The bill would reduce general fund revenue for the 2022-23 biennium by $35.5 million, according to an attached fiscal note. The bill would be effective from June 30, 2021, to June 30, 2023.
Delzer said the industry faces such challenges as requirements to reduce carbon emissions and competing with federally subsidized “green” energy. The state has been collecting a conversion tax from the coal industry since 1975, he said.
“This [bill] will give the industry some relief to better compete with other forms of generation,” he said. “The end goal is to keep the thousands of our friends and neighbors who have [made] and will continue to make their living” in the coal industry.
Jason Bohrer, president and CEO of the Lignite Energy Council, testified in favor of the bill. “Due to changing field markets, federal policies and regulations and distorted energy markets, the lignite industry greatly needs immediate economic relief,” he said.
Bohrer said the North Dakota lignite industry produced more than $5 billion in regional economic impact and over 13,000 jobs.
“The total amount of coal conversion taxes paid in 2019, which is the most complete data available, was $25.4 million,” he said.

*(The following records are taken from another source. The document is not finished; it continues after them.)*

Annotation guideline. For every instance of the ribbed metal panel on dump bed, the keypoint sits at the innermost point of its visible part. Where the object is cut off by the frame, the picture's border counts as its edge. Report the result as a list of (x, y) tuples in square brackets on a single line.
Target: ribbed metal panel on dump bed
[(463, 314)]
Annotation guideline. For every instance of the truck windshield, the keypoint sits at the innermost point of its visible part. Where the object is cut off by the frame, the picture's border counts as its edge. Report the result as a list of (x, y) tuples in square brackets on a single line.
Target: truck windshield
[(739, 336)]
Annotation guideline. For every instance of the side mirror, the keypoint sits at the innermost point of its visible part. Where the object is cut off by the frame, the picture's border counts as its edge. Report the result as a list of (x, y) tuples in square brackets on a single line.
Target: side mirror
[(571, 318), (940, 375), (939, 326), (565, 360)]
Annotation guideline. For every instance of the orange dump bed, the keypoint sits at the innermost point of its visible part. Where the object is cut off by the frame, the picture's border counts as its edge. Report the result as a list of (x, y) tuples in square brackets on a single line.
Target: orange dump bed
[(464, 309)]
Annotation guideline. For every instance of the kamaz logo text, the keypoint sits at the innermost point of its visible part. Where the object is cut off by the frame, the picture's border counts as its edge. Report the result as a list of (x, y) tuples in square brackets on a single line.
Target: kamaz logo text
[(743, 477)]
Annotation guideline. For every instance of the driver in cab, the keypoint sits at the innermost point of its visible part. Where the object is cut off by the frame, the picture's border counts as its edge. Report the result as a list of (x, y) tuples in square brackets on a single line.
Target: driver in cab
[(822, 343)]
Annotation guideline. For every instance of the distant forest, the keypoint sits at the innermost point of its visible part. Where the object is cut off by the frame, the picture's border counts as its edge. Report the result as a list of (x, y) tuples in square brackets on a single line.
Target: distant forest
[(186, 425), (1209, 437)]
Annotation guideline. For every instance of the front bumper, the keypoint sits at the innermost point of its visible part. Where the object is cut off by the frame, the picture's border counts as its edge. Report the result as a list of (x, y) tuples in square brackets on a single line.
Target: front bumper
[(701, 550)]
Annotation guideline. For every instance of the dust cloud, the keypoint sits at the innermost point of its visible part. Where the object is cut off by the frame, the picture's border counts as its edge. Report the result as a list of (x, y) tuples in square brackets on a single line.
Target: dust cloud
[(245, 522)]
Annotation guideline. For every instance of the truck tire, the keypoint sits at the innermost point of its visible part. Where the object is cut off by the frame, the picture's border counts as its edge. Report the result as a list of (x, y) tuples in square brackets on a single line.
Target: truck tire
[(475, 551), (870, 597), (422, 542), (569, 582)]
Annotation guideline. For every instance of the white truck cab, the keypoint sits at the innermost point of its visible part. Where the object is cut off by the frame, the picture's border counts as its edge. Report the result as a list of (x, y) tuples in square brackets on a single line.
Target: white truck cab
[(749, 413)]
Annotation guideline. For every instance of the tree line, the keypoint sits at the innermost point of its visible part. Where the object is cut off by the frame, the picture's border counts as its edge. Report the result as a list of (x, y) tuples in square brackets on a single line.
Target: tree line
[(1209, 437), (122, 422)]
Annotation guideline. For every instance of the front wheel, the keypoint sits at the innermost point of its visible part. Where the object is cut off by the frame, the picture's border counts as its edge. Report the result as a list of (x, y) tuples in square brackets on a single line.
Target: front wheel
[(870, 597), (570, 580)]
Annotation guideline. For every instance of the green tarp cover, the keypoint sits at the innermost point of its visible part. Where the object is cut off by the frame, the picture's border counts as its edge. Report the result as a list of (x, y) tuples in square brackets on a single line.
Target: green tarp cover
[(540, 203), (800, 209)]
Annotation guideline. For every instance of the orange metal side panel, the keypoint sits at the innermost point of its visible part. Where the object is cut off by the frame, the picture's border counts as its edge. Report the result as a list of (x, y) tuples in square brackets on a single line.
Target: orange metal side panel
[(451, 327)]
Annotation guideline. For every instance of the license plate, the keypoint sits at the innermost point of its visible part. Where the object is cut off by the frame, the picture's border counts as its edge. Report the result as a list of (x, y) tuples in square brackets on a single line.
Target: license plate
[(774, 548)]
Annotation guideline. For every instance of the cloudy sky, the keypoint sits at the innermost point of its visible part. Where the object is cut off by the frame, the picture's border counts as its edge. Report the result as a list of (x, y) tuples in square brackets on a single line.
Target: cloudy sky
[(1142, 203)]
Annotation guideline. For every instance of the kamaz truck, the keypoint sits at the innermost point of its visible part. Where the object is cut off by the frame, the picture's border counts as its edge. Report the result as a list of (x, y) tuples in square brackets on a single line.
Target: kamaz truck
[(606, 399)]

Bohrer said HB 1412 only focuses on the coal conversion tax and is proposing temporary tax relief for five years. “This relief does not impact county tax revenue or the lignite research fund,” he said. “Counties will be held harmless under this bill.”
Although the relief is temporary, Bohrer said he believes it will be highly beneficial, providing “economic stability for the industries while we develop carbon capture and additional uses for lignite.”
Bohrer was asked by a committee member if lignite is receiving any federal subsidies.
“It really all depends on how you define a subsidy,” he said. “A lot of times what you’ll see happen is subsidies defined very broadly for the oil, gas and coal industries and very narrowly for renewal industries.”
Bohrer said a lot of provisions in the tax code are defined as subsidies when taken advantage of by the fossil fuel industry. However, there are very few direct subsidies that only apply to the coal industry. “There are a few and they are relatively small in magnitude,” he said. “For our purposes they add very little to the bottom line.”
There is no single major factor affecting the coal industry, but a combination of factors in the energy markets, he said. “Electricity markets have changed a lot in the past 10 years, with an influx of really cheap natural gas and heavily subsidized wind,” he said.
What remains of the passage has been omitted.